Dreifuss Ruth · Bundesrat · 2002-06-18
Dreifuss Ruth · Bundesrat · Genf · 2002-06-18
Wortprotokoll
J'aimerais d'abord reprendre le point soulevé par M. Stähelin et dire comment le Conseil fédéral, qui est d'ailleurs prêt à accepter les trois postulats de la Commission de gestion, comprend cela. Il le comprend très clairement comme une modification dans le domaine hospitalier, comme le passage d'une vision réductrice des besoins en fonction de lits à une estimation des besoins de la population en termes de prestations hospitalières. Par le postulat 02.3176, il ne s'agit donc pas, en ce sens-là, à nos yeux, d'une extension du domaine de la planification.
Ce changement va se faire tout naturellement. Et ce que la Commission de gestion attend de nous, c'est que nous anticipions dans ce domaine, que nous accompagnions activement les cantons, qui sont compétents dans ce domaine, au moyen de la 2e révision de la LAMal. Car, comme vous le savez, nous voulons passer, de la part des pouvoirs publics, à un financement par prestation et non pas à un financement des infrastructures. Nous voulons donc créer les conditions pour une gestion plus rationnelle, qui peut tout à fait se baser sur des instruments qui empruntent beaucoup aux instruments du management moderne. Voilà comment nous avons compris ce point, comme une mesure d'accompagnement et d'anticipation, éventuellement, de la planification hospitalière sous le nouveau régime.

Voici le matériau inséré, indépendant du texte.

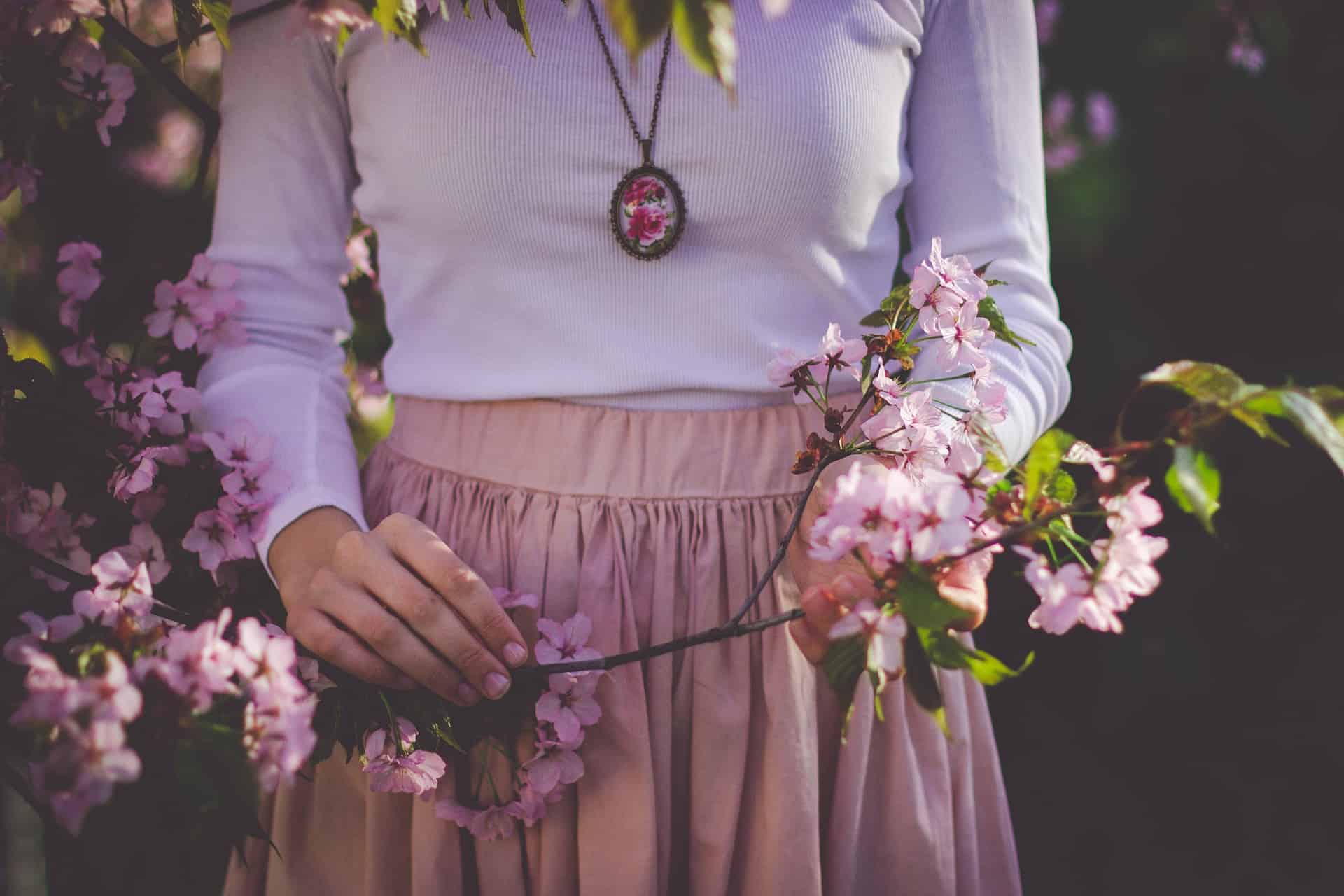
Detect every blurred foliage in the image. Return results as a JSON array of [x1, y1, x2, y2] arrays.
[[0, 0, 1344, 896]]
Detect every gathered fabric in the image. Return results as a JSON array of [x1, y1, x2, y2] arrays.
[[225, 395, 1020, 896]]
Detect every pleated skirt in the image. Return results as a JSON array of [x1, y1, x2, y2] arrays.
[[225, 396, 1020, 896]]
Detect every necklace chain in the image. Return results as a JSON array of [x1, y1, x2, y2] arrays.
[[587, 0, 672, 164]]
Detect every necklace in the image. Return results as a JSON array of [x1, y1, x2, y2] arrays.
[[587, 0, 685, 260]]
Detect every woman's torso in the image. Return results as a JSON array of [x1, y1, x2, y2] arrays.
[[336, 0, 923, 408]]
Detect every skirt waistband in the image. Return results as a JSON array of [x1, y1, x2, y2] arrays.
[[373, 395, 824, 500]]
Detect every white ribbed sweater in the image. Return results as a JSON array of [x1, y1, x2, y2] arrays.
[[196, 0, 1072, 582]]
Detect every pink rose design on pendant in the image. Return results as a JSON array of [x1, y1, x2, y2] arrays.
[[625, 206, 668, 246], [622, 177, 666, 208]]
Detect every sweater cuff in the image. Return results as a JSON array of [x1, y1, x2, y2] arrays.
[[257, 482, 368, 591]]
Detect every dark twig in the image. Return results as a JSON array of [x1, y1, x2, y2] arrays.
[[513, 610, 804, 676], [98, 15, 219, 129], [0, 535, 98, 589]]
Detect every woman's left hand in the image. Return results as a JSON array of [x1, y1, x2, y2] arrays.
[[786, 456, 988, 664]]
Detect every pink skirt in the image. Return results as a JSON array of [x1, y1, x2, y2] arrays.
[[225, 396, 1020, 896]]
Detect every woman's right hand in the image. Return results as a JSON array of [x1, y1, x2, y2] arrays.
[[267, 506, 528, 705]]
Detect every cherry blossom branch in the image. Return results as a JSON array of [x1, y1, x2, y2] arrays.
[[729, 386, 872, 626]]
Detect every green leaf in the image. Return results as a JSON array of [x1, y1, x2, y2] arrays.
[[1167, 444, 1223, 535], [1138, 361, 1259, 407], [200, 0, 232, 50], [494, 0, 536, 58], [821, 636, 868, 700], [1044, 470, 1078, 504], [882, 284, 910, 313], [897, 561, 967, 629], [918, 629, 1036, 685], [976, 295, 1035, 349], [172, 0, 203, 70], [672, 0, 738, 96], [1278, 387, 1344, 470], [904, 627, 951, 740], [606, 0, 672, 59], [1026, 430, 1078, 514], [374, 0, 428, 57]]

En effet, la Commission de gestion - mais nous reviendrons là-dessus vraisemblablement cet automne, dans les réponses que le Conseil fédéral donnera au rapport de la Commission de gestion, du 5 avril 2002 - avait l'impression que - mais ce n'est pas très facile à surmonter -, dans son rôle d'instance de recours, le Conseil fédéral s'était trop concentré sur la réponse à ces recours, sur les décisions, et n'avait pas fourni activement des aides aux cantons. Par rapport à ce double rôle, la Commission de gestion aimerait, au fond, que nous restions commission de recours jusqu'au moment où le Tribunal administratif fédéral pourra reprendre cette tâche. C'est une proposition que nous avons faite, afin que nous puissions ainsi donner des règles ou des directives plus générales ou des instruments aux cantons, cela pour qu'ils puissent assumer leurs responsabilités et qu'ils ne soient pas dépendants ensuite de décisions ponctuelles prises en fonction de recours particuliers. Je crois que j'ai ainsi bien compris les intentions du postulat 02.3176.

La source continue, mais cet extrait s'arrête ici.